Author(s)
Polanco Sánchez C1, Pérez-Alcántara F2, May J3, Gooden KM4, Malcolm B5, Arranz JA6, Duran I7, García-Donas J8, Gallardo E9, Láinez N10, Maroto P11, Valderrama BP12, Puente J13, Vázquez S14, Van de Wetering G15, Smith van Carroll LE16
1Bristol-Myers Squibb, Madrid, M, Spain, 2Oblikue Consulting, Barcelona, Spain, 3Bristol-Myers Squibb, Uxbridge, UK, 4Bristol-Myers Squibb, Lawrenceville, NJ, USA, 5Bristol-Myers Squibb, Middlesex, UK, 6Hospital General Universitario Gregorio Marañón, Madrid, Spain, 7Hospital Universitario Marqués de Valdecilla, Santander, Spain, 8Centro Integral Oncológico Clara Campal - HM CIOCC, Madrid, Spain, 9Parc Taulí Hospital Universitari, Sabadell, Spain, 10Complejo Hospitalario de Navarra, Pamplona, Spain, 11Hospital de la Santa Creu i Sant Pau, Barcelona, Spain, 12Hospital Universitario Virgen del Rocío, Sevilla, Spain, 13Hospital Clínico San Carlos, Madrid, Spain, 14Hospital Universitario Lucus Augusti, Lugo, Spain, 15Pharmerit International, Rotterdam, Netherlands, 16Pharmerit International, York, NYK, UK
OBJECTIVES: Nivolumab plus ipilimumab (nivolumab+ipilimumab) is the first immuno-oncology combination that has shown significant, long-term overall survival (OS) benefit for the first-line treatment of adult patients with intermediate- or poor-risk advanced renal cell carcinoma (1L RCC) compared with standard of care (sunitinib). This study assessed the cost-effectiveness of nivolumab+ipilimumab versus sunitinib in 1L RCC patients in Spain. METHODS: A three-state partitioned survival model was developed (progression-free, progressed disease and death) with a lifetime horizon (40 years) and one-week cycle length.
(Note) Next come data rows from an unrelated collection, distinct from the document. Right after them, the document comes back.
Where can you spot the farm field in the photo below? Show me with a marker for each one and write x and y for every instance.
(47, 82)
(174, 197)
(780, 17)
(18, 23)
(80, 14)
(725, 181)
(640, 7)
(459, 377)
Progression-free survival, OS, time to treatment discontinuation, adverse event and treatment-specific utility data (EQ-5D-3L) was obtained from CheckMate-214 (NCT02231749; 30 months minimum follow-up). Spanish costs for adverse events and drug acquisition were obtained from Isla (2017) and CGCOF, respectively. Costs for drug administration, monitoring and subsequent therapies were taken from ESALUD (2018); associated resource use was based on CheckMate-214 and obtained through clinical expert input. An annual discount of 3.0% was applied to both costs and outcomes. Outcomes of interest were total costs, life years (LYs), quality-adjusted life-years (QALYs), and the incremental cost-utility ratio (ICUR). Furthermore, deterministic and probabilistic sensitivity analyses (DSA and PSA) were assessed for robustness of the results. RESULTS: Nivolumab+ipilimumab was associated with higher QALYs versus sunitinib (4.86 versus 3.54, respectively) at increased total cost (€142,450 versus €104,085, respectively). This resulted in an ICUR of €29,146/QALY versus sunitinib. Based on the DSA, the key ICUR drivers were the proportion of patients receiving treatment after sunitinib and the maximum treatment duration for nivolumab+ipilimumab. The model’s robustness was further confirmed by the PSA; nivolumab+ipilimumab had a 54% and 95% probability of being cost-effective at willingness-to-pay thresholds of €30,000/QALY and €50,000/QALY, respectively. CONCLUSIONS: Driven by the increased and sustained OS benefit demonstrated in CheckMate-214, nivolumab+ipilimumab is a cost-effective treatment when compared to sunitinib for 1L RCC patients in Spain, considering a willingness-to-pay of €30,000/QALY.